A/N: Hello hello, this is my first stab at fanfiction since I don't know when, and my first for Sherlock. The idea's been flying around my head for a couple of days so eventually churned this out today - more to come, but in the mean time, your views etc would be appreciated :)

Hope you enjoy!


It always started rather suddenly. One minute you would be up to your ears in ideas and words and pictures (and, rather often, some sort of chemical formula) and in the next you would be fighting to breathe. Your hands would shake, vision clouding, and soon enough it would only be an exceptional case of luck if you made it any walking distance without sinking into the floor in a bundle of panic and hitched breaths forced in and out and in.

You had been particularly lucky so far, though, in that you were yet to have an audience to any of these episodes. Well, if you don't count Mrs H, who had been boiling the kettle and tutting over the hydrochloric acid spilled on the kitchen floor while you fought to remain sane enough to throw back a snarky reply. You suppose that Mycroft has been a witness too, at some point, but either he has blocked out those un-pleasantries or had simply not noticed anything more that his brother's tight breathing as a sign of badly-controlled anger and frustration.

To be fair, that was often the case anyway. An easy mistake to make, and one you would be all too willing to crow about to Mycroft – beat you again, brother – save that you would never dare bring up such a topic of conversation as your own weakness. Madness is a quiet killer.

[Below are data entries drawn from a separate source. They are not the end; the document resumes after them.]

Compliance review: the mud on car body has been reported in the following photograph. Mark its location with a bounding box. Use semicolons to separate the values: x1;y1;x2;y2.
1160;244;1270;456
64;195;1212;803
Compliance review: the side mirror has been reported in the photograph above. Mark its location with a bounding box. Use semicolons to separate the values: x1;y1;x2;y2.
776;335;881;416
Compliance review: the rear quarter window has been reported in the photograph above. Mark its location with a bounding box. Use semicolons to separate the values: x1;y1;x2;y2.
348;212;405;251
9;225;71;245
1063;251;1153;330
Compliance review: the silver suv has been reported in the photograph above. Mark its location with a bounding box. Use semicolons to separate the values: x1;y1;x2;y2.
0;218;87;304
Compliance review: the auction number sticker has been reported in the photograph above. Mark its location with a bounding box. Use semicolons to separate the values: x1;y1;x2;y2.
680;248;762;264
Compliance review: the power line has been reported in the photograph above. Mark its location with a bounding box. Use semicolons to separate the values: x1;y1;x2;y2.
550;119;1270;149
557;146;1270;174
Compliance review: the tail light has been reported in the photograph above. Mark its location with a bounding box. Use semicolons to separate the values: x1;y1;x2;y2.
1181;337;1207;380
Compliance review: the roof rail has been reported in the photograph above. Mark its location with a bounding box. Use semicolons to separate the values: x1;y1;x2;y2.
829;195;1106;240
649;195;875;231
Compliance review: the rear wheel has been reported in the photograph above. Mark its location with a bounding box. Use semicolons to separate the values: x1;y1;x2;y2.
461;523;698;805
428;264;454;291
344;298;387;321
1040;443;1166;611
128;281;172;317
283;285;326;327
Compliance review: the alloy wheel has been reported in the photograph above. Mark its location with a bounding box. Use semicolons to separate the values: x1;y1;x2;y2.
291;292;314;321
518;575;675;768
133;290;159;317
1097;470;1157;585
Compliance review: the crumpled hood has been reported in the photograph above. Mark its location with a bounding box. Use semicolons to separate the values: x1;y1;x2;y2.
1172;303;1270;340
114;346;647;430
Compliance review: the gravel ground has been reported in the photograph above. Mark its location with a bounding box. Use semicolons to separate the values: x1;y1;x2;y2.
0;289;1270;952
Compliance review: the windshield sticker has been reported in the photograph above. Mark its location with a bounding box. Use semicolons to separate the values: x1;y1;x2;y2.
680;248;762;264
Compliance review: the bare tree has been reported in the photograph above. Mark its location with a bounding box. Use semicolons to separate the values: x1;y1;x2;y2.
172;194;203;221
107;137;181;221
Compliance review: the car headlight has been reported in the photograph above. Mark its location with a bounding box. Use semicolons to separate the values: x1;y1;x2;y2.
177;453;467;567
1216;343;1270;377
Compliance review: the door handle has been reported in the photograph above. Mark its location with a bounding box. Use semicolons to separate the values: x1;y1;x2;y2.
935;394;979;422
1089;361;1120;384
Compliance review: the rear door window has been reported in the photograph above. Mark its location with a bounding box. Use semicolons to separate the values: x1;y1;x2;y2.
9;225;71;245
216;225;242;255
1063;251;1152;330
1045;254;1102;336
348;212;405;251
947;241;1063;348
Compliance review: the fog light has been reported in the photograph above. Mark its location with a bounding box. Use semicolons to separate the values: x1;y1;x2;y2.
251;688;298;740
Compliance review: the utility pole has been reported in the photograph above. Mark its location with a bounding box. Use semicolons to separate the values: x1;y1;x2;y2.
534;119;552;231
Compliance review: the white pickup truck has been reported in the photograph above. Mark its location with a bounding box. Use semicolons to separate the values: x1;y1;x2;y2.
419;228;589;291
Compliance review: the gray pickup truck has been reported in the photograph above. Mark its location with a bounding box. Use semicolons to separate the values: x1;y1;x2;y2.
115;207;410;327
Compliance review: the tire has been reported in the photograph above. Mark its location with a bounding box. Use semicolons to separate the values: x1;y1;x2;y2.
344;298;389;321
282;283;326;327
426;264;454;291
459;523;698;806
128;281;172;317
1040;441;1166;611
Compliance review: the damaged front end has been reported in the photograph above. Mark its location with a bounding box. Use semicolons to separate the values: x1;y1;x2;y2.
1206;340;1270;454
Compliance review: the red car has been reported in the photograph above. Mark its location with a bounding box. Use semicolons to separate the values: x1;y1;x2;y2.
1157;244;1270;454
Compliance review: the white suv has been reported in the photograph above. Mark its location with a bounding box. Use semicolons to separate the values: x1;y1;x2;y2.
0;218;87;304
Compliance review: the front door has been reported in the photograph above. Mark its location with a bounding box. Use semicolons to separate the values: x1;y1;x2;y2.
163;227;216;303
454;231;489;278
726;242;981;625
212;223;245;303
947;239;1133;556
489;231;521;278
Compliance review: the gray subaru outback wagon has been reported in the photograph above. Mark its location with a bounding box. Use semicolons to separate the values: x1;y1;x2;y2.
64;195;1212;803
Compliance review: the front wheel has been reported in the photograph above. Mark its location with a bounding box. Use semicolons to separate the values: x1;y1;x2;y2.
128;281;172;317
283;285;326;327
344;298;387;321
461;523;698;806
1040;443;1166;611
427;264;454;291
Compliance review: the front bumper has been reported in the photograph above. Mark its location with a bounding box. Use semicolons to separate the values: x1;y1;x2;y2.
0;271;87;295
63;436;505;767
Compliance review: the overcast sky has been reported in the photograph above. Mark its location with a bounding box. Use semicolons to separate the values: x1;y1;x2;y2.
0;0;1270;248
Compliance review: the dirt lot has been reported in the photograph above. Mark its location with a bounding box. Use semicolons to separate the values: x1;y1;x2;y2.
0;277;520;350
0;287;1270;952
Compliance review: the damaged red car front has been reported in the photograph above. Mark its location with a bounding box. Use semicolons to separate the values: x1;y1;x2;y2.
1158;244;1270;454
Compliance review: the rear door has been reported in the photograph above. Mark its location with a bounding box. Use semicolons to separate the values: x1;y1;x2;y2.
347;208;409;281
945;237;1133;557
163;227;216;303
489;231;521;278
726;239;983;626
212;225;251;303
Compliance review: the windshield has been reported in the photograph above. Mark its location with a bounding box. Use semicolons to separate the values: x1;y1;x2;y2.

And such a fact you discovered was all too accurate as time had passed, and more and more things seemed to trigger the episodes. It was getting harder to keep quiet, harder to stay sane. You should have known that the spectators would arrive all too soon.

Opening 'night' was a matinée, an inspection of some murder or another – you don't recall the details, which is a little worrying in itself – and it caught you off guard.

"Suicide?"

Lestrade shoots the idea across to J, who shakes his head, his Latex fingers probing gently behind the ears of the woman spreadeagled on the apartment floor. He's absorbed in his work, muttering possibilities as he traces the victim's jawline with an index finger, kneeling so his face is as close to the body as possible without kissing it. The image in your mind at that thought makes you want to wince, but instead you continue pacing before the dresser in the far corner of the bedroom.

Vain, vain, vain so the makeup. Something about it but need more data why is she dead it's got to be something to do with the – oh.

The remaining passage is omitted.